Tutorial: Using the Amazon Glue Connector for Elasticsearch

Sign in to the Amazon Secrets Manager console.

On either the service introduction page or the Secrets list page, choose Store a new secret.

On the Store a new secret page, choose Other type of secret. This option means that you must supply the structure and details of your secret.

Add a Key and Value pair for the OpenSearch cluster user name. For example:

es.net.http.auth.user: username

Choose + Add row, and enter another key-value pair for the password. For example:

es.net.http.auth.pass: password

Choose Next.

Enter a secret name. For example: my-es-secret. You can optionally include a description.

Record the secret name, which is used later in this tutorial, and then choose Next.

Choose Next again, and then choose Store to create the secret.

If you have not already configured your Amazon account to use License Manager, do the following:

1. Open the Amazon License Manager console at https://console.amazonaws.cn/license-manager.

2. Choose Create customer managed license.

3. In the IAM permissions (one-time setup) window, choose I grant Amazon License Manager the required permissions, and then choose Grant permissions.

   If you do not see this window, then you have already configured the necessary permissions.

Open the Amazon Glue Studio console at https://console.amazonaws.cn/gluestudio/.

In the Amazon Glue Studio console, expand the menu icon ( ), and then choose Connectors in the navigation pane.

On the Connectors page, choose Go to Amazon Web Services Marketplace.

In Amazon Web Services Marketplace, in the Search Amazon Glue Studio products section, enter Amazon Glue Connector for Elasticsearch in the search field, and then press Enter.

Choose the name of the connector, Amazon Glue Connector for Elasticsearch.

On the product page for the connector, use the tabs to view information about the connector.

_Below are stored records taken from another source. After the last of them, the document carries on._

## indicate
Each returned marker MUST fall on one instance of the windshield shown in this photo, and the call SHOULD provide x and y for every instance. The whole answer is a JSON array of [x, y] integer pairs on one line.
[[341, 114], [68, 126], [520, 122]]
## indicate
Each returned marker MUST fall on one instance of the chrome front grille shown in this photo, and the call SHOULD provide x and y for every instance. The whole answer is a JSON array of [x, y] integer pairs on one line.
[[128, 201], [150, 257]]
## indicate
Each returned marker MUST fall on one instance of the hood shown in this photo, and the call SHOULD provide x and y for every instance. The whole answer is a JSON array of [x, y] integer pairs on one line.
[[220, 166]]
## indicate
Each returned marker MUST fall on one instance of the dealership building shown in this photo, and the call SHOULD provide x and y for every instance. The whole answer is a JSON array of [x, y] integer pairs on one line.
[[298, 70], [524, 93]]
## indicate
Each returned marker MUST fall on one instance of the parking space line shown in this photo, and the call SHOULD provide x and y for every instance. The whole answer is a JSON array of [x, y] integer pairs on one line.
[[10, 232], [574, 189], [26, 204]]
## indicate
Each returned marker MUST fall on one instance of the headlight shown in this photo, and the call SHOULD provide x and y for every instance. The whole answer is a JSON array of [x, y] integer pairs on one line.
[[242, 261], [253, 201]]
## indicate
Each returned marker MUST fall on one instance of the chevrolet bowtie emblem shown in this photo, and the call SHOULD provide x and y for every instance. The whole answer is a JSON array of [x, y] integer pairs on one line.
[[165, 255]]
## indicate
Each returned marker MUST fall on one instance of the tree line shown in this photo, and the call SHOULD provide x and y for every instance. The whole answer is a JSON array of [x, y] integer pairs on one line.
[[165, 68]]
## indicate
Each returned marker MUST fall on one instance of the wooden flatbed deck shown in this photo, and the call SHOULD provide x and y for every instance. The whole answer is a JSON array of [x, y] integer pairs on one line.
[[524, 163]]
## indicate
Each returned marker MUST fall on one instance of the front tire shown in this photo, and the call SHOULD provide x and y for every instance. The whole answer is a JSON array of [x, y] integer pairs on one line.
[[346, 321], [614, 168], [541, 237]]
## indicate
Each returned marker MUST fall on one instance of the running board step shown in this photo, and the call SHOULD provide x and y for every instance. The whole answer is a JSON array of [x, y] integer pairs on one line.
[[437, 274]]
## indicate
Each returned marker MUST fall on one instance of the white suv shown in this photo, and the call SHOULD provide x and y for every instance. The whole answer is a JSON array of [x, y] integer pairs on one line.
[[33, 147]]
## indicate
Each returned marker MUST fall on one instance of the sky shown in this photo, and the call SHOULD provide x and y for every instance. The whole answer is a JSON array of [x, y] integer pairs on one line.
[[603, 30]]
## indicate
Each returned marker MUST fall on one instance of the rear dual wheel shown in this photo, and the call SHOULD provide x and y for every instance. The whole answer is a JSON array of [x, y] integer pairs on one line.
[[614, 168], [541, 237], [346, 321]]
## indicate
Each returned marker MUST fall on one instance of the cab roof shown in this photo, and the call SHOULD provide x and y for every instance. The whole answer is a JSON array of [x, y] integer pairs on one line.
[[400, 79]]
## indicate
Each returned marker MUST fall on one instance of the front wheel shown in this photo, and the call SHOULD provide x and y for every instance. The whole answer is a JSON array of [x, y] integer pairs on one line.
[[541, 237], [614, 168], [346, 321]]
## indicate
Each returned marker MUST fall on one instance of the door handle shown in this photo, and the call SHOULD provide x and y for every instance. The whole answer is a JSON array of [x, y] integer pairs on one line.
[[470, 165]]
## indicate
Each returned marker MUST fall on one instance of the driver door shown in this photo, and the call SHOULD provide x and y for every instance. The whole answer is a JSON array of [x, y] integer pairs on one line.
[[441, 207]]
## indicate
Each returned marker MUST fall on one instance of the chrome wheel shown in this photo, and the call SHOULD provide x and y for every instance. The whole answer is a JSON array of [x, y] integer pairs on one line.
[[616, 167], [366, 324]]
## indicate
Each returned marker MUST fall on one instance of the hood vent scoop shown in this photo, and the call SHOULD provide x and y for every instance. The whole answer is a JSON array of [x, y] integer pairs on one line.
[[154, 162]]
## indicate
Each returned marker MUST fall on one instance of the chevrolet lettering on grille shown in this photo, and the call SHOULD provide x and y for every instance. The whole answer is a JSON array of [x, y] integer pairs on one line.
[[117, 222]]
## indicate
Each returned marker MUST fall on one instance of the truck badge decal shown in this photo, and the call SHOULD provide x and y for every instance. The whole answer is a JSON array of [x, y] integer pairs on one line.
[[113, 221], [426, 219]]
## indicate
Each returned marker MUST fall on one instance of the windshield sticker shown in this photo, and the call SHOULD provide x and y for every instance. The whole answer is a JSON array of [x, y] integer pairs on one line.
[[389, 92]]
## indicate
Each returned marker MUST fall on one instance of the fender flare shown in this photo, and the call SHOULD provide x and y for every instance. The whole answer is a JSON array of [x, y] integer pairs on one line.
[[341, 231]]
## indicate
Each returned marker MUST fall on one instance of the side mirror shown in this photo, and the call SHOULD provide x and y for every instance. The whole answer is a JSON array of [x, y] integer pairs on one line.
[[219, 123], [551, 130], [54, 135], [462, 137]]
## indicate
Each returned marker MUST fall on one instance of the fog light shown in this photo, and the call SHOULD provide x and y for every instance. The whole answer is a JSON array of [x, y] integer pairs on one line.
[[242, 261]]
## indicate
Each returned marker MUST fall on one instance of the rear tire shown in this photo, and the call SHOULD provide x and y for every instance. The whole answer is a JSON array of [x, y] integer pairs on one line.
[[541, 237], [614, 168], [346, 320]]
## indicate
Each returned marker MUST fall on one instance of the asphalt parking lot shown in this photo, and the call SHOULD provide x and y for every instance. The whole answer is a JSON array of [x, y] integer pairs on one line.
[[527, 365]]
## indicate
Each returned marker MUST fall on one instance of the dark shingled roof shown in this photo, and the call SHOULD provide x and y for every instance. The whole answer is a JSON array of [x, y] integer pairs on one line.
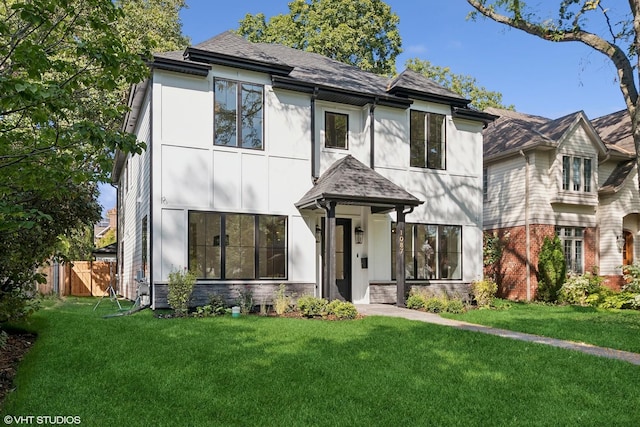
[[617, 177], [306, 71], [348, 181]]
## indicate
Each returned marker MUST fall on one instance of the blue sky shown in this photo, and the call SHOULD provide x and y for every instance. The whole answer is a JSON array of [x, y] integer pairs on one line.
[[537, 76]]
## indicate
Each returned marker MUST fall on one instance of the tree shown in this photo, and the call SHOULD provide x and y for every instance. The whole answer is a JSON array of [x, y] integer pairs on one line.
[[618, 39], [363, 33], [65, 66], [465, 86]]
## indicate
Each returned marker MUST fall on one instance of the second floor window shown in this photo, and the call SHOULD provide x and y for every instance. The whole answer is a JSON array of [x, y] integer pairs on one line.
[[576, 174], [428, 140], [336, 130], [238, 114]]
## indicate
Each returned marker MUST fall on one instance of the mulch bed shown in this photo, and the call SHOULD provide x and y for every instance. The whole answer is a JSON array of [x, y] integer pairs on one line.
[[17, 346]]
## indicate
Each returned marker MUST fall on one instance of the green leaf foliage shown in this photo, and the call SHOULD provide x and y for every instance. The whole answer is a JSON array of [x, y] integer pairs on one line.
[[552, 269], [465, 86], [363, 33], [65, 68]]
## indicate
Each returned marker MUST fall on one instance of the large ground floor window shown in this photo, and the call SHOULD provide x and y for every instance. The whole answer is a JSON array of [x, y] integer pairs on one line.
[[237, 246], [431, 252], [572, 239]]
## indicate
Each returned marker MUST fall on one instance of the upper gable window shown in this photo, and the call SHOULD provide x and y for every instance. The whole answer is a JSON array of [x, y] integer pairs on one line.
[[336, 130], [576, 174], [428, 140], [238, 114]]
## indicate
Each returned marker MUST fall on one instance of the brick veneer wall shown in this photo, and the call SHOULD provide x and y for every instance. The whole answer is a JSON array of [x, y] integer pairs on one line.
[[510, 271]]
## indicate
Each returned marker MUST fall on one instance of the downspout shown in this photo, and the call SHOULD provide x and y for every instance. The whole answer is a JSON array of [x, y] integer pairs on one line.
[[526, 223], [372, 133], [117, 188], [150, 222], [314, 168]]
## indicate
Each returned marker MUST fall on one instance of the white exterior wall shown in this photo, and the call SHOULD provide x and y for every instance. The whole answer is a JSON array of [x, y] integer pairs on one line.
[[193, 174], [134, 206], [190, 173], [618, 212]]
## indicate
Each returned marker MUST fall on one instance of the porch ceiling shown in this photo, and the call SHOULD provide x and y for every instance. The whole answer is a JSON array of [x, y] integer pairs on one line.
[[350, 182]]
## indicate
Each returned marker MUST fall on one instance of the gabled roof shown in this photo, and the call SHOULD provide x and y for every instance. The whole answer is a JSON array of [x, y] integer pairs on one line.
[[615, 131], [617, 177], [349, 181], [513, 132], [309, 72]]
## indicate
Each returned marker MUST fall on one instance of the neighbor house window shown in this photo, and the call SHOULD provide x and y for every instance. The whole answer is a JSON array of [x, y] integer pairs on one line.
[[576, 174], [572, 239], [431, 252], [427, 140], [237, 246], [336, 130], [238, 114]]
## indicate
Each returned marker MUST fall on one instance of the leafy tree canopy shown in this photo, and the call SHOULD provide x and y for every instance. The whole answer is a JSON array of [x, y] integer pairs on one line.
[[613, 31], [65, 66], [465, 86], [363, 33]]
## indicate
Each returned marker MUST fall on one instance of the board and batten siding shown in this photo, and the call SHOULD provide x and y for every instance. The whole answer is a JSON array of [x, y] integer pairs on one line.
[[194, 174]]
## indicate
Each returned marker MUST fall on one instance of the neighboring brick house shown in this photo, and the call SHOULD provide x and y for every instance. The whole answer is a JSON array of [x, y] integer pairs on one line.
[[572, 177], [268, 165]]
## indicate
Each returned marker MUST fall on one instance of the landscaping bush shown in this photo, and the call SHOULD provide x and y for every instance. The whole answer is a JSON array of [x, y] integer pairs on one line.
[[342, 309], [416, 300], [552, 269], [181, 284], [435, 304], [484, 292], [311, 306], [281, 302], [455, 306], [577, 288], [245, 300], [631, 274]]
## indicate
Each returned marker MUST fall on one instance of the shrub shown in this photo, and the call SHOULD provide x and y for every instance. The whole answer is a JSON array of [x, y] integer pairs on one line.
[[281, 302], [181, 284], [577, 288], [455, 306], [552, 269], [416, 300], [484, 292], [342, 309], [245, 300], [631, 274], [311, 306], [435, 304], [218, 305]]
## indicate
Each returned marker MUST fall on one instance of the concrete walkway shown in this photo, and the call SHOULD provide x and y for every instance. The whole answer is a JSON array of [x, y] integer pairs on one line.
[[393, 311]]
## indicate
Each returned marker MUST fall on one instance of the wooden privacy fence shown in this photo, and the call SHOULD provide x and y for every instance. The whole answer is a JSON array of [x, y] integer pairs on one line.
[[79, 278]]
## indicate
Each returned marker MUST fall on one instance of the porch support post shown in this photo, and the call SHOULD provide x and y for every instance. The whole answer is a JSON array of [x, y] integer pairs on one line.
[[400, 267], [330, 290]]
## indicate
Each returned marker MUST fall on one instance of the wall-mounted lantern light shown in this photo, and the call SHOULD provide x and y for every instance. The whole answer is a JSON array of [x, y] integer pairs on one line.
[[359, 235]]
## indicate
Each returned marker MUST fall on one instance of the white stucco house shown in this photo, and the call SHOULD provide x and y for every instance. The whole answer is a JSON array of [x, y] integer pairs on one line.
[[267, 165], [572, 177]]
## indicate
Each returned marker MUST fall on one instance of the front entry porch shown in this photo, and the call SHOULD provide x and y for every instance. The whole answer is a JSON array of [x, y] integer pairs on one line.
[[350, 182]]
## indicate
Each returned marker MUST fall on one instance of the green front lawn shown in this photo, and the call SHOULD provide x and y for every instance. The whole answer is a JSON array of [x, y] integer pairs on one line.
[[140, 370], [619, 329]]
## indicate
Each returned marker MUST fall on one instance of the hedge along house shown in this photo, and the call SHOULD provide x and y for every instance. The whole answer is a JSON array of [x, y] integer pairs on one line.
[[267, 165], [571, 177]]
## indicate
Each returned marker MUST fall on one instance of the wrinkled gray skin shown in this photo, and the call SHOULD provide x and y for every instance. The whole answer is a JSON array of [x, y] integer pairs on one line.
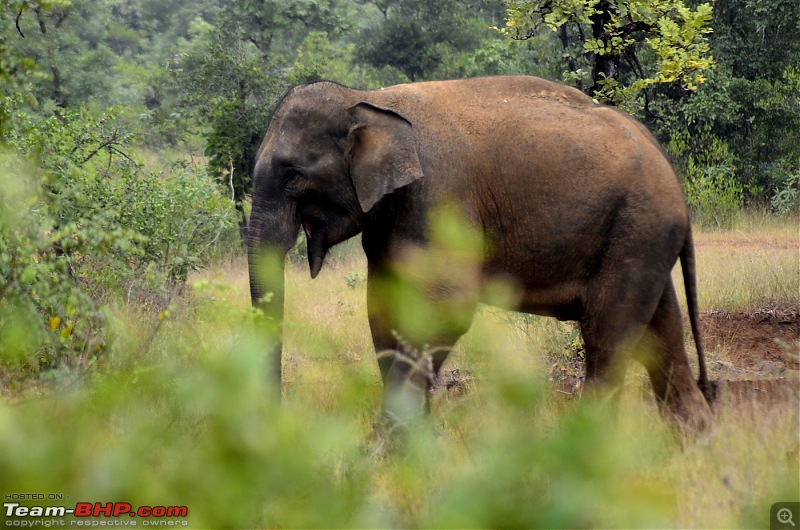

When you're ready to continue, choose Continue to Subscribe.

Review the terms of use for the software. Click Accept Terms.

When the subscription process completes, you will see a notification: "Thank you for subscribing to this product! You can now configure your software." Above the banner will be the button Continue to Configuration. Choose Continue to Configuration.

Choose the Fulfillment option on the Configure this software page. You can either choose between Amazon Glue 1.0/2.0 or Amazon Glue 3.0. Then, choose Continue to Launch.

On the Launch this software page in the Amazon Web Services Marketplace console, choose Usage Instructions, and then choose the link in the window that appears.

Your browser is redirected to the Amazon Glue Studio console Create marketplace connection page.

Enter a name for the connection. For example: my-es-connection.

In the Connection access section, for Connection credential type, choose User name and password.

For the Amazon secret, enter the name of your secret. For example: my-es-secret.

In the Network options section, enter the VPC information to connect to OpenSearch cluster.

Choose Create connection and activate connector.

Configure the permissions described in Review IAM permissions needed for ETL jobs.

Configure the additional permissions needed when using connectors with Amazon Glue Studio, as described in Permissions required for using connectors.

In Amazon Glue Studio, choose Connectors.

In the Your connections list, select the connection you just created and choose Create job.

In the visual job editor, choose the Data source node. On the right, on the Data source properties - Connector tab, configure additional information for the connector.

1. Choose Add schema and enter the schema of the data set in the data source. Connections do not use tables stored in the Data Catalog, which means that Amazon Glue Studio doesn't know the schema of the data. You must manually provide this schema information. For instructions on how to use the schema editor, see Editing the schema in a custom transform node.

2. Expand Connection options.

3. Choose Add new option and enter the information needed for the connector that was not entered in the Amazon secret:

   • es.nodes: https://<OpenSearch domain endpoint>

   • es.port: 443

   • path: test

   • es.nodes.wan.only: true

   For an explanation of these connection options, refer to: https://www.elastic.co/guide/en/elasticsearch/hadoop/current/configuration.html.

Add a target node to the graph.

Your data target can be Amazon S3, or it can use information from an Amazon Glue Data Catalog or a connector to write data in a different location. For example, you can use a Data Catalog table to write to a database in Amazon RDS, or you can use a connector as your data target to write to data stores that are not natively supported in Amazon Glue.

If you choose a connector for your data target, you must choose a connection created for that connector. Also, if required by the connector provider, you must add options to provide additional information to the connector. If you use a connection that contains information for an Amazon secret, then you don’t need to provide the user name and password authentication in the connection options.

Optionally, add additional data sources and one or more transform nodes as described in Transform data with Amazon Glue managed transforms.

Configure the job properties as described in Modify the job properties, starting with step 3, and save the job.

Using the Amazon Glue Studio console, on the visual editor page, choose Run.

In the success banner, choose Run Details, or you can choose the Runs tab of the visual editor to view information about the job run.